Defining the specific consequences of TGF-ß1 activity is further complicated because TGF-ß1 responses are modulated by cell type,¹⁹ differentiation,²⁰ and the microenvironment²¹ and because of differences in the expression of various receptors and intracellular signaling components. Elegant studies by Daniel and colleagues^22,23 were among the first to demonstrate that TGF-ß1 acts as an epithelial growth inhibitor in the mouse mammary gland. Although the mRNA of all three mammalian TGF-ß1 isoforms are expressed in the epithelium and stroma during all phases of mammary development and differentiation,²⁴ the responses to TGF-ß1 seem to be finely orchestrated during mammary gland development. TGF-ß1 administered from slow-release pellets causes endbuds to regress during puberty but does not inhibit lateral branching in adults or the alveolar outgrowth necessary for secretory differentiation during pregnancy.^25,26 It is of interest to define the basis of this differential sensitivity to exogenous TGF-ß, because loss of TGF-ß1 responsiveness is frequently associated with breast cancer cells.⁵

An additional factor in understanding the biological action of TGF-ß1 is its production as a latent complex, which consists of the 24-kd cytokine and an 80-kd dimer of its pre-pro region called the latency-associated peptide (LAP).²⁷ Because LAP contains the signal sequence for secretion,²⁸ cells secrete latent TGF-ß1 (LTGF-ß1). As a result, extracellular processes that release TGF-ß1 from LAP essentially control its biological availability, and thus its action.²⁹ Overexpression of wild-type TGF-ß, which results in elevated LTGF-ß1 production, in general does not result in a phenotypic change, whereas expression of a constitutively active mutant form of TGF-ß1 leads to dramatic phenotypes.^25,30 Such studies support the contention that the key to understanding TGF-ß1 bioavailability is to identify the sites and circumstances of its activation.

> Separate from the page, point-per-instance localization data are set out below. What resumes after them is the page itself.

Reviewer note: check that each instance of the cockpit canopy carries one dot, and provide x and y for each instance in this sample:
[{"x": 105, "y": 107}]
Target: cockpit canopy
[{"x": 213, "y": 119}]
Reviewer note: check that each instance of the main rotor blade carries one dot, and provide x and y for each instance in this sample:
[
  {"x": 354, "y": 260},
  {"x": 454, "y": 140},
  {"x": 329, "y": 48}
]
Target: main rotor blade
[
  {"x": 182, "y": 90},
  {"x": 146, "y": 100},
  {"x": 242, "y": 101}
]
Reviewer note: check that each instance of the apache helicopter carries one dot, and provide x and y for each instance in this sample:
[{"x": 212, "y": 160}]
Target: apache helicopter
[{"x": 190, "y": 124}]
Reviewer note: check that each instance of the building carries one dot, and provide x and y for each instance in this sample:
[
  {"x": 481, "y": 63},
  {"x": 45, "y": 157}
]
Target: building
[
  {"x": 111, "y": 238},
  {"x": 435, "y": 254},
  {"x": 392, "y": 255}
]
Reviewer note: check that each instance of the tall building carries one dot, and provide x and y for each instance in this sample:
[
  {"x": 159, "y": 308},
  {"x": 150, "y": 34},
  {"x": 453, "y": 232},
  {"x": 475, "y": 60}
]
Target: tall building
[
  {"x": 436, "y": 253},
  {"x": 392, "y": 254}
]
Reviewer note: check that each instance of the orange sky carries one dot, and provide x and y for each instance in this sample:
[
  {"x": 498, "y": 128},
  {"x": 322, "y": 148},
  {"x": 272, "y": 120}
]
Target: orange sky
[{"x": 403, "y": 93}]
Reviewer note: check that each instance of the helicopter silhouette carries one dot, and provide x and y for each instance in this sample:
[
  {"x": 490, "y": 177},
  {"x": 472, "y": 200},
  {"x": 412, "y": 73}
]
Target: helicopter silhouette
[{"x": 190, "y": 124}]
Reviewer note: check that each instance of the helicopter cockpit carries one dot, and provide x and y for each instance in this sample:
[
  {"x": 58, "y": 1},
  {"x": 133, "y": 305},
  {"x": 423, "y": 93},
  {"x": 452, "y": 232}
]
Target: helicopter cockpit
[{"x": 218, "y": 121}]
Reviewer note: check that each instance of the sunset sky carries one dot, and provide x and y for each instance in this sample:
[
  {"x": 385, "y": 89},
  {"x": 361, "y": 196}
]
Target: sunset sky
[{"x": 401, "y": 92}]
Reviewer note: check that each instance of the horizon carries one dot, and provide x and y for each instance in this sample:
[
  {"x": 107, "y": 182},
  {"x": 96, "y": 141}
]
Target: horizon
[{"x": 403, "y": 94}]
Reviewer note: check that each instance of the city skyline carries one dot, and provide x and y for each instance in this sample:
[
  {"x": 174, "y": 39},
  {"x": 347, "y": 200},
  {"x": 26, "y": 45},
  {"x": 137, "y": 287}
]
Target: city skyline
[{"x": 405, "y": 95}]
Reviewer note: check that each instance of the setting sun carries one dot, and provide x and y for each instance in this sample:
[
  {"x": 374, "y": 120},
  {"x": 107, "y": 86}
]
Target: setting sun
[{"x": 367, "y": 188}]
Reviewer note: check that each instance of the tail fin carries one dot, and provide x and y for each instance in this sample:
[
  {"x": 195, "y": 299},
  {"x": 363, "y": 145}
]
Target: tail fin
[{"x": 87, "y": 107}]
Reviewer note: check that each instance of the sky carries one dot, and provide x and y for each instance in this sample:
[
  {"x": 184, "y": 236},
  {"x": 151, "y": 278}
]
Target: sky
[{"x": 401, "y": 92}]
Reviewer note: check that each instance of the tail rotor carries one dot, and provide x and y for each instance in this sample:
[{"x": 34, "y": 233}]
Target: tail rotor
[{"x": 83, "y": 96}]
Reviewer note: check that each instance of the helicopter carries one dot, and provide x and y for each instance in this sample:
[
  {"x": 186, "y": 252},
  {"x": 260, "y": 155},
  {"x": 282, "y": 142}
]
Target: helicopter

Studies to localize TGF-ß1 activation in response to physiological stimuli in vivo have not been adequately addressed, primarily because of the lack of appropriate reagents to evaluate activation in situ. We have determined that certain antibodies directed against TGF-ß1 discriminate between latent and active TGF-ß1 in situ by defining their immunoreactivity in tissues engineered to produce TGF-ß1 in either a constitutively active form or the latent complex.^31,32 We have demonstrated in several models that increased staining intensity using antibodies selected in this manner, concomitant with loss of LAP immunoreactivity, is indicative in situ of LTGF-ß1 activation.^33-35 With such information, tissue-specific actions of TGF-ß1 can be more readily studied.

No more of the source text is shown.